When he won his first tournament, he beat Davis Love III using a driver made of persimmon wood, a style you’re now more likely to find in an antique store than anywhere near a course.
When he won his first Masters, current world No. 4 golfer Jordan Spieth was, in Woods’ words, “still in diapers.”
Tough as it is to believe, the sun is setting on Woods’ generation. The new breed of golfer is bigger and stronger. The new style of golf course stretches longer. The new regard inside the ropes for Woods is merely respect, not awe, and certainly not fear.
On Tuesday afternoon, Woods, sporting an azalea-pink Nike shirt and an unworried grin, made his first public appearance since walking off the course at Torrey Pines two months ago. If Woods’ life were a “Rocky” movie, we’d be at the start of the third act. The montage has just ended, and now the old dog is back in the ring for One More Shot At The Title.
It’s been more than a year since he finished inside the top 10 in any tournament, a span in which he’s withdrawn three times and missed the cut in another three.
Thursday’s round at Augusta will be his first since withdrawing from the Farmers Insurance Open in February.
“I worked my ass off,” Woods said when asked what he did to get back into playing form. While his routine to return to competition didn’t exactly involve hauling logs across a Siberian snowscape, he was nonetheless playing, in his words, “sunup to sundown.”
“Every day the sun came up,” Woods said, “and by the end of the day, I should be a better player. The goal was to get better incrementally.”
Cue the ‘80s training montage music.
“People would never understand how much I put into it to come back,” Woods said. “Whenever I had free time, I’d be playing. When the kids were asleep, I’d be doing it. When the kids were at school, I’d be doing it.”
There were setbacks. Woods acknowledged that there were “a few clubs that flew, that slipped out of my hand. Traveled a pretty good distance, too,” he said with a grin. “I’d have moments where it would come, where I’d be dialed in for 10 minutes and then lose it for an hour. Then I’d have an hour of having it and 10 minutes of losing it. I got to the point where it was just there.”
“It,” of course, being that elusive, ephemeral competitive ability – not spirit, ability – that’s seemed beyond Woods’ grasp these last 18 months. So here we are, back at Augusta, back at the site of so many of Woods’ finest moments. The bell is ringing, and if this isn’t Woods’ final shot at rehabbing his game, that day is now within sight.
He’s got one hell of a challenge ahead of him. Start with the fact that in 2015, he’s played exactly two rounds and 11 holes of competitive golf. He hasn’t won a tournament of any stripe since August 2013, and he’s going on seven years without a major and ten years without a fourth green jacket.
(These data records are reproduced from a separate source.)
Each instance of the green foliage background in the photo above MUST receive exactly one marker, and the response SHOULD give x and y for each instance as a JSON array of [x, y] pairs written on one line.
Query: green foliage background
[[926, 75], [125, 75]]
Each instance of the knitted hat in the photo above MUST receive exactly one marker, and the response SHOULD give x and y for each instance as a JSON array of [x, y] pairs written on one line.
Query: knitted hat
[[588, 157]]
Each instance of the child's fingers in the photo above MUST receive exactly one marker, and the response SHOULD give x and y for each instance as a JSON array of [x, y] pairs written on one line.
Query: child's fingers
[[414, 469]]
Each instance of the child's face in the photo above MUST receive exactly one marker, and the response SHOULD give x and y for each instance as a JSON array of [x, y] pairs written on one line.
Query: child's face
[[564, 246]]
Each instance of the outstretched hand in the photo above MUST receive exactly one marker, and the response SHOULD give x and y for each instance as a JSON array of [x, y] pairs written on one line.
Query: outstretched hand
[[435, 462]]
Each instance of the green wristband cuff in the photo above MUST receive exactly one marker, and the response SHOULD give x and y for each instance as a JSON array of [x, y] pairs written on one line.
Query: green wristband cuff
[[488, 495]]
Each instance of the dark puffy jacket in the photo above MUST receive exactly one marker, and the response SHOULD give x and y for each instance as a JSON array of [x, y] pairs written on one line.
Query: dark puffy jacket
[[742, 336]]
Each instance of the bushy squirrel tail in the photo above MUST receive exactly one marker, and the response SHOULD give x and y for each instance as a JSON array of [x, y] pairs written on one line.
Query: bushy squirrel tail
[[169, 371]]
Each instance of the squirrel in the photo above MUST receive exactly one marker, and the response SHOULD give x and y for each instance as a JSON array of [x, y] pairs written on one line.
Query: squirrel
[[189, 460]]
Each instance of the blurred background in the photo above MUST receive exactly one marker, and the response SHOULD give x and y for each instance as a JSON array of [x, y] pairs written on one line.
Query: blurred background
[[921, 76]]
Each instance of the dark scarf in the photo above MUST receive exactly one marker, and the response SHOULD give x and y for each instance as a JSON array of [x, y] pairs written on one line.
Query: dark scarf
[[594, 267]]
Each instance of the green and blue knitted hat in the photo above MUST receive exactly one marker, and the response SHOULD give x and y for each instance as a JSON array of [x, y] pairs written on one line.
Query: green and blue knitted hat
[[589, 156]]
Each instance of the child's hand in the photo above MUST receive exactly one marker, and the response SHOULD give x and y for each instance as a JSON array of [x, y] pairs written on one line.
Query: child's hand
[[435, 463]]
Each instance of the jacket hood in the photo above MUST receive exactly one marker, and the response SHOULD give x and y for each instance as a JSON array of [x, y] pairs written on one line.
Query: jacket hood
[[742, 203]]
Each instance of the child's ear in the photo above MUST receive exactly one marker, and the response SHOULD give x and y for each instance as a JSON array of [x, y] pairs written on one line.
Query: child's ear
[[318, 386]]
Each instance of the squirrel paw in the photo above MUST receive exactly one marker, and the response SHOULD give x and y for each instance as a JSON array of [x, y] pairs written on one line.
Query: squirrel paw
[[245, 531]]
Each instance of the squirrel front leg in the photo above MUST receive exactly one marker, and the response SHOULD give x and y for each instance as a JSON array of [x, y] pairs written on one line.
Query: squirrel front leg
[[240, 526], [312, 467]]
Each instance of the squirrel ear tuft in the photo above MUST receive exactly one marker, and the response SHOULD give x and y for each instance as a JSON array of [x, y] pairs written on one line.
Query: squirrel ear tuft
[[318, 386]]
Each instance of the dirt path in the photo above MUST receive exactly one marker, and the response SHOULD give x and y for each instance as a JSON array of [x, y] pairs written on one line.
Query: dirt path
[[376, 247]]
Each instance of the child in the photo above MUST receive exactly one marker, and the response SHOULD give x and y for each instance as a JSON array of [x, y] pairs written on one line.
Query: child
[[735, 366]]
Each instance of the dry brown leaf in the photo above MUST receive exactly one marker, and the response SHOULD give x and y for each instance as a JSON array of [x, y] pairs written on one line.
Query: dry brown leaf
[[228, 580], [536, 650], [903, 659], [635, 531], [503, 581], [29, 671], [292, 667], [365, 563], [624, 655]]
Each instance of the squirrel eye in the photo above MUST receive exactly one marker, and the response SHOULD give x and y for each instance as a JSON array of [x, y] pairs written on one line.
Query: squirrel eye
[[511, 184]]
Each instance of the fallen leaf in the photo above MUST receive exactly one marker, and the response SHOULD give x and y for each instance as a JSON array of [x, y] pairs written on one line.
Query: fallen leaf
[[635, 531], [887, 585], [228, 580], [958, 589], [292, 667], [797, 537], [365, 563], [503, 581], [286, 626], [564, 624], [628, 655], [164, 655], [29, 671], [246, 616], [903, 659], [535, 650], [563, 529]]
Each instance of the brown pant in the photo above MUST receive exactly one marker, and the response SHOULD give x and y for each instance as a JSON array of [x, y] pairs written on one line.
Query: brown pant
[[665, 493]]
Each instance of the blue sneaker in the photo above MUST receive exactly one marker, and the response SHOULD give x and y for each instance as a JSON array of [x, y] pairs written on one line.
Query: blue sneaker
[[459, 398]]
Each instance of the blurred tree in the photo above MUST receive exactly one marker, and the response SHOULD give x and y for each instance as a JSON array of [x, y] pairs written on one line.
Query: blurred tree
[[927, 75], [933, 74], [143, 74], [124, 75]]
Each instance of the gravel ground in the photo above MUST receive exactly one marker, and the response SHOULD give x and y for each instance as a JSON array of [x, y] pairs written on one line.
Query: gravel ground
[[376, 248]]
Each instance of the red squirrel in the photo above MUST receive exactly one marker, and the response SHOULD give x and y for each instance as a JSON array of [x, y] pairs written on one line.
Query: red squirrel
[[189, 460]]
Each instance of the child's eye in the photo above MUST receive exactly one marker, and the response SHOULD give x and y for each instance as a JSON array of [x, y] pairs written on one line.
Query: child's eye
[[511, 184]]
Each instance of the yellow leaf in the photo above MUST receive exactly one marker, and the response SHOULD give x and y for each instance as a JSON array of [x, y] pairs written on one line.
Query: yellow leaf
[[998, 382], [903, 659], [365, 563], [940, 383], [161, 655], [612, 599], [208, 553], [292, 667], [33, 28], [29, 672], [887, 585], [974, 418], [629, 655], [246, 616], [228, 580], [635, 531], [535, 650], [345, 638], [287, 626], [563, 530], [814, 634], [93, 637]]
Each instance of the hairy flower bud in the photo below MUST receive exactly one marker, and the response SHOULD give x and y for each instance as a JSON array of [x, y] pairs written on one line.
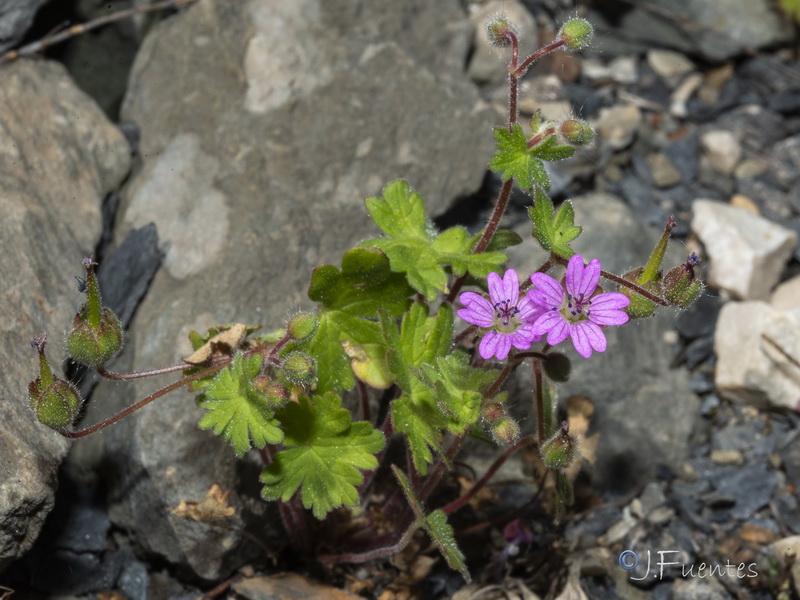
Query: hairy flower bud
[[302, 326], [55, 402], [273, 392], [681, 288], [300, 368], [640, 307], [558, 367], [577, 132], [492, 411], [560, 450], [500, 31], [577, 33], [96, 332], [505, 431]]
He’s ranked 104th in the world, a free-fall plummet
Getting back to anything approaching tournament-winning form would be difficult in and of itself. But combine Woods’ fall from grace with other golfers’ ascent, and this isn’t like climbing a mountain. This is like scaling a skyscraper under construction, as Spieth, Rory McIlroy and others continue to build ever-higher floors above him.
Woods says he’ll win, of course. What else is he going to say? From the moment he first drove up Magnolia Lane, he wasn’t satisfied with just making the field. But this is a very different world than 1997, even if the azaleas and the clubhouse remain the same.
“The game has gotten bigger,” Woods said. “Competing is stil the same. I’m trying to beat everyone out there. That hasn’t changed.”
He talks like he believes he can. He’d have to understand if few others do.